The two remaining attending members of the Enfield Board waited until the discussion’s end to speak. And both voiced caution. Councilperson James Ricks feared the policy could be “setting a dangerous precedent,” where first one person incurs the testing expense, and then it becomes “two or three or four people also.”
Councilperson Jude Lemke, at her turn, worried about forthcoming booster shots, inoculations recommended well after the Board’s meeting by federal authorities so as to supplement the original shots after eight months’ time.
“What if they come out and say you need a booster?” Lemke asked. “Now suddenly, are you going to pay for the booster?”
I counted noses. “I don’t think I’ve got the votes for it tonight,” I conceded. But again, that’s Democracy; majority rules. I agreed we needed a cooling-off moment; a time to regroup and allow fact to replace supposition. I requested—and secured—my motion’s tabling until September.
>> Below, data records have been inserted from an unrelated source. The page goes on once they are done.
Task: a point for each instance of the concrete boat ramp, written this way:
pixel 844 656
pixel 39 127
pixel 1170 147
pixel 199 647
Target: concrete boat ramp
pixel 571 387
“I think we need to refine it,” I said of my proposal. “I think there’s some revision we ought to do on it. “Maybe we don’t want to do it at all.”
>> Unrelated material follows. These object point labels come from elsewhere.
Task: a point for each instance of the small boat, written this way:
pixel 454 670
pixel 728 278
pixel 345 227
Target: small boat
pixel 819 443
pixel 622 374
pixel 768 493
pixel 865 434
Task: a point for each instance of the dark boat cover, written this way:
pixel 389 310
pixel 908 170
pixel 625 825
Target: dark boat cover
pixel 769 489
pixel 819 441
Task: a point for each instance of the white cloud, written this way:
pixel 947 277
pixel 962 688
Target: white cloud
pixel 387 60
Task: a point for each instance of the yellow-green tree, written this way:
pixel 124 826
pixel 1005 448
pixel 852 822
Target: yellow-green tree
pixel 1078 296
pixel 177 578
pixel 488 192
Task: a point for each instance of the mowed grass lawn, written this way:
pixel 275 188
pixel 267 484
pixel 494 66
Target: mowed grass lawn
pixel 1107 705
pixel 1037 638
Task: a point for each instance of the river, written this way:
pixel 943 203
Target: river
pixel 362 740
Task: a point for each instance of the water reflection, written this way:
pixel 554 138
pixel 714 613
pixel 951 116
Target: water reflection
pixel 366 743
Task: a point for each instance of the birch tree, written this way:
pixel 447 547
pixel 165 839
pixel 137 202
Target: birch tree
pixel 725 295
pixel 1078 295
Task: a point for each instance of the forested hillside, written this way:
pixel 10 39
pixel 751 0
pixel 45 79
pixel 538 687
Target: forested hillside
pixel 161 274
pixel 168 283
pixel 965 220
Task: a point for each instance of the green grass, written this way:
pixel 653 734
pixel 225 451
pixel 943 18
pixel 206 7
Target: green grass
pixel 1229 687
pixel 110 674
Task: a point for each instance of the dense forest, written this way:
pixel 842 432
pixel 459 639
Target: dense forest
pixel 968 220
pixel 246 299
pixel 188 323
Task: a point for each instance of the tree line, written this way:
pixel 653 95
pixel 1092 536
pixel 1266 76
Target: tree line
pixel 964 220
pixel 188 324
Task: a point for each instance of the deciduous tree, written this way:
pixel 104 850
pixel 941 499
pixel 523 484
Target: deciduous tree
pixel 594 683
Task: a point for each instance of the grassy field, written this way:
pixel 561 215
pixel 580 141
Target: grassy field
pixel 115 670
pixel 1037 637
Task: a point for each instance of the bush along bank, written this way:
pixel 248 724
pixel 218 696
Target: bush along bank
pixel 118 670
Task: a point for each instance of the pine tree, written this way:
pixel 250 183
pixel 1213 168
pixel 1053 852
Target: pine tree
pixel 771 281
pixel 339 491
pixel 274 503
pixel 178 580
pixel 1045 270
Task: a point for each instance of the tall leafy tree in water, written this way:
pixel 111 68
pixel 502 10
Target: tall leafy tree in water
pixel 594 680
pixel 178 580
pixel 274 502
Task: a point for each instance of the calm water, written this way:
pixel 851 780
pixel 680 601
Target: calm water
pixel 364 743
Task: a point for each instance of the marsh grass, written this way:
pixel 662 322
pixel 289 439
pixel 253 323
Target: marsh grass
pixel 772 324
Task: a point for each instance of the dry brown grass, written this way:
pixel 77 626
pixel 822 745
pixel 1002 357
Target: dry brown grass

These are the wild western hills. And frankly, unless minds and hearts change considerably between now and September 8th—or some higher strata of government issues an edict—I’d wager that my Resolution’s most likely repository will be Enfield democracy’s dust bin. If so, then let it live there. The people’s representatives, no matter how indelicately their ranks have been filled lately, will have decided. Still, expect me to cast my own vote as conscience dictates.
I seek the truth, not a political win. Is the Supervisor right or am I? Does our nurse-attendee or does Dr. Klepack employ the best facts and draw the correct conclusion? I simply don’t know for sure. And until I do, I, too, hesitate.
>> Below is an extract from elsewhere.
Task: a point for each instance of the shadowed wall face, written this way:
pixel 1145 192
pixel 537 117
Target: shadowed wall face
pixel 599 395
On Friday, August 20th, I wrote Tompkins County’s Public Health Director, Frank Kruppa, summarizing our Board’s discussion. I quoted public comment. I asked pointed questions.
Citing the critical assertions aired at our Board’s meeting and contrasting them with the CDC’s late-July report, I wrote the Director, “I find no support for that position in the credible literature.” I continued:
“To draw this contrary conclusion would place the vaccinated population no safer from catching COVID than before vaccines became available. Vaccines would only prevent one from getting sicker and dying from the disease. If the stated suppositions prove accurate, they’d place the pandemic’s prevention in a whole different light.”
So, here we are. We counterbalance this Councilperson’s concern for coworker and constituent safety based on the science he’s been told is accurate, against the more skeptical view of those doubting Pfizer’s or Moderna’s ability to stave off a post-vaccination infection. Add to the debate a preference by some to save on buying test kits for the sake of balancing the budget.
One last nugget gleaned from our hot August session. While some in Enfield may be wary of the conclusions health officials have drawn, the Town’s Highway Superintendent, Barry (Buddy) Rollins, faults the Town in its penchant for frugality.
“You’re worried about money,” Rollins admonished the Town Board that night. “That don’t wash with me, either. The Town Board’s worried about money paying for it. The County already set a precedent. I don’t know about the other towns paying for it. So find the money somewhere.”
Remember: There ain’t no good guy; there ain’t no bad guy. There’s just you and me… and Enfield. Welcome home.